Soluzione delle difficoltà:

1. In quel passo il Filosofo non parla dell’anima, bensì della sua facoltà di locomozione.

2. L’anima è l’atto del corpo organico in quanto questo è il soggetto proporzionato, che essa è immediatamente chiamata a informare.

3. È animale quell’essere che si compone dell’anima e di tutto il corpo, il quale è il soggetto proporzionato che essa immediatamente informa. Ora, non in questo modo l’anima si trova nelle parti del corpo. Perciò non è necessario che ogni parte dell’animale sia essa pure un animale.

4. Alcune potenze, come l’intelletto e la volontà, si trovano nell’anima in quanto essa trascende tutte le capacità del corpo: perciò si dice che tali potenze non risiedono in nessuna parte del corpo.

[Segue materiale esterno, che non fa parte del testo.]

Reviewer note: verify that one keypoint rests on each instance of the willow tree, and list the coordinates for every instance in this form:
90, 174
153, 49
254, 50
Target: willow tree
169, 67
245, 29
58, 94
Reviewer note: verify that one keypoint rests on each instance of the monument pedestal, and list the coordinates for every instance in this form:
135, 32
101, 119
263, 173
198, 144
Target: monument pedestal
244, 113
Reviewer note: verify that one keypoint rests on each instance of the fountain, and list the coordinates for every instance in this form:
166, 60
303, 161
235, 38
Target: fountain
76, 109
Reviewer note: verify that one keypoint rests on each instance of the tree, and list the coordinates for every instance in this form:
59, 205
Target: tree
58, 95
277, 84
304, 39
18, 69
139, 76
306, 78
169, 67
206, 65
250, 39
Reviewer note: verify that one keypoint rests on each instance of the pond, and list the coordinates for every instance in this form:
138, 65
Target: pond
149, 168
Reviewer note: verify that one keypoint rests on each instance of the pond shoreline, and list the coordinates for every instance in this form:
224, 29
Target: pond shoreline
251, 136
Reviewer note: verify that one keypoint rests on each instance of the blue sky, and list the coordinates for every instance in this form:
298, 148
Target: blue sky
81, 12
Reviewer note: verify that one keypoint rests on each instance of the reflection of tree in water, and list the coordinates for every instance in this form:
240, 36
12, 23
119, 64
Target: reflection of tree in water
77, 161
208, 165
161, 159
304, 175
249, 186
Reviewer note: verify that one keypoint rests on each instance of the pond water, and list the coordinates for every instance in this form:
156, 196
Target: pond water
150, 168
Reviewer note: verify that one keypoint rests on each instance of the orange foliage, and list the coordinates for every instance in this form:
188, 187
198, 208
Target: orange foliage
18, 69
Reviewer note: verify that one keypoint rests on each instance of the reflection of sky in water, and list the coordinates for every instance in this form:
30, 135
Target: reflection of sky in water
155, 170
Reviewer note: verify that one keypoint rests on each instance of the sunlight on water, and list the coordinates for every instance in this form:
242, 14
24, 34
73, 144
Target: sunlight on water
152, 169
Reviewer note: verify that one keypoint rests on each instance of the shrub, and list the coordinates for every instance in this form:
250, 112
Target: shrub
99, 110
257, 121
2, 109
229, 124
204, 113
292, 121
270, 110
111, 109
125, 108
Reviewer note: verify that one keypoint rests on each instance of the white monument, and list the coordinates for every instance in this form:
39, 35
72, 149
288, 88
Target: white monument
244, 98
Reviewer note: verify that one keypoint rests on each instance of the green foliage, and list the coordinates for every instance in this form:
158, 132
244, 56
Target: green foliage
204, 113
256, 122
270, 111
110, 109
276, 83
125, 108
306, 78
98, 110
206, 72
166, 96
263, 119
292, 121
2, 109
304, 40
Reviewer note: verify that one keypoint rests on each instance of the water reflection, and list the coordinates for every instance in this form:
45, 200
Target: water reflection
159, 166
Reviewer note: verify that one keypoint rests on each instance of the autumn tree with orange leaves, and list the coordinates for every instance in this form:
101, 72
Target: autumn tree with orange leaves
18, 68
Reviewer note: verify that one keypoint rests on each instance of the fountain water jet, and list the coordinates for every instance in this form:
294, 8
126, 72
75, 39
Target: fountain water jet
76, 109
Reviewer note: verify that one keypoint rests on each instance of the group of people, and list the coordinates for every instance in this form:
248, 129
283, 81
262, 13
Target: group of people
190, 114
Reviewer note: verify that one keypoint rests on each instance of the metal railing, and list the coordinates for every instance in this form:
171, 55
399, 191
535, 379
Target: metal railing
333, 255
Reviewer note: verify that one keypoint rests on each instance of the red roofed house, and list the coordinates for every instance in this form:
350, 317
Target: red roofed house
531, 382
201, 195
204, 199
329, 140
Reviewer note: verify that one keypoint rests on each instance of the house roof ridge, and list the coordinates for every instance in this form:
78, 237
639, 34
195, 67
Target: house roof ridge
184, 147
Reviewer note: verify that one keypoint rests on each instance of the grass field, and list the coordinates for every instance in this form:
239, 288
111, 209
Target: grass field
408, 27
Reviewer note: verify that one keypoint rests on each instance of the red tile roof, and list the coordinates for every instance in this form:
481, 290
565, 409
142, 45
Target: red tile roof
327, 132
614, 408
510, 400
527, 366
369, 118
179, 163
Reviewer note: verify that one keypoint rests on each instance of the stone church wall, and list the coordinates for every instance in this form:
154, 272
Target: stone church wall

Altre potenze invece sono comuni all’anima e al corpo, e per queste non è necessario ammettere che ciascuna sia presente dovunque c’è l’anima, ma solo in quella parte del corpo che è idonea all’operazione di tale potenza.

5. Si dice che una parte del corpo è più importante di un’altra a causa delle diverse facoltà, che hanno come organi le varie parti del corpo. Infatti nel corpo è più importante quella parte che è l’organo di una facoltà più importante, oppure quella che serve più delle altre a una medesima potenza.